1. A method for measuring the theme of an enterprise related webpage is characterized by comprising the following steps:

step S1, acquiring sample enterprise webpage information, extracting a webpage theme from the webpage information, and calculating the word number P1 of the webpage title;

step S2, calculating the number P2 of the vocabularies meeting the following conditions in the webpage, including: the HTML label is independently surrounded and provided with a hyperlink and a four-word vocabulary;

step S5, calculating the number P6 of pictures in the webpage;

step S6, extracting words which are independently surrounded by HTML labels in the webpage, have hyperlinks and are four-character vocabularies, extracting a plurality of words as a word list sequence according to the sequence of the words appearing in the HTML, and calculating the probability P7 that each word in the word list sequence appears in the menu word list sequence of the sample enterprise webpage at the same time, wherein the four-character vocabularies are pieced together into the four-character vocabularies according to the phonetic rhythmicity by the vocabularies extracted from the webpage;

step S7, calculating the above parameters P1 to P7 for the given web page and the sample enterprise web page, and calculating the variances of P1 to P7 of the given web page and P1 to P7 of the sample enterprise web page, so as to obtain the similarity between the given web page and the sample enterprise web page, and determine the web page theme.

2. The method of claim 1, wherein the web page information comprises: webpage title, webpage menu, friend link, internal and external link, picture quantity and menu characters.

3. The method for measuring theme of business-related web pages of claim 1, wherein in the step S7, the F-test method is used to calculate the variance between P1 to P7 of a given web page and P1 to P7 of a sample business web page.

4. The method for measuring theme of enterprise-related web pages as claimed in claim 1, wherein in the step S7, P1-P7 sets different weights for debugging.

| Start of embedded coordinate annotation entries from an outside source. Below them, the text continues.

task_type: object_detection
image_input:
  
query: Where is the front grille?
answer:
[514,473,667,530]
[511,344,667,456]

5. An enterprise-related web page theme measurement system, comprising:

the webpage obtaining module is used for obtaining sample enterprise webpage information, extracting a webpage theme from the webpage information and calculating the word number P1 of the webpage title;

the probability statistics module is used for extracting words which are independently surrounded by HTML labels in the webpage, have hyperlinks and are four-character words, extracting a plurality of words as a word list sequence according to the sequence of the words appearing in the HTML, and calculating the probability P7 that each word in the word list sequence appears in the menu word list sequence of the sample enterprise webpage at the same time, wherein the four-character words are pieced into the four-character words by the words extracted from the webpage according to the voice rhythmicity;

and the webpage theme determining module is used for calculating the parameters P1 to P7 for the given webpage and the sample enterprise webpage, calculating the variances of the P1 to P7 of the given webpage and the P1 to P7 of the sample enterprise webpage so as to obtain the similarity of the given webpage and the sample enterprise webpage and determine the webpage theme.

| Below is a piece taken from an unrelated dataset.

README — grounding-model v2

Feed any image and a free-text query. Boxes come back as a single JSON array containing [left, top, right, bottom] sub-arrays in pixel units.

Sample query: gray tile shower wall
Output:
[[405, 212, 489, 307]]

6. The enterprise-related web page theme measurement system of claim 5, wherein the web page information comprises: webpage title, webpage menu, friend link, internal and external link, picture quantity and menu characters.

7. The system of claim 5, wherein the web topic determination module calculates the variance of P1 through P7 for a given web page from P1 through P7 for a sample business web page using an F-test method.

8. The enterprise-related web page theme measurement system of claim 5, wherein the web page theme determination module sets different weights for debugging.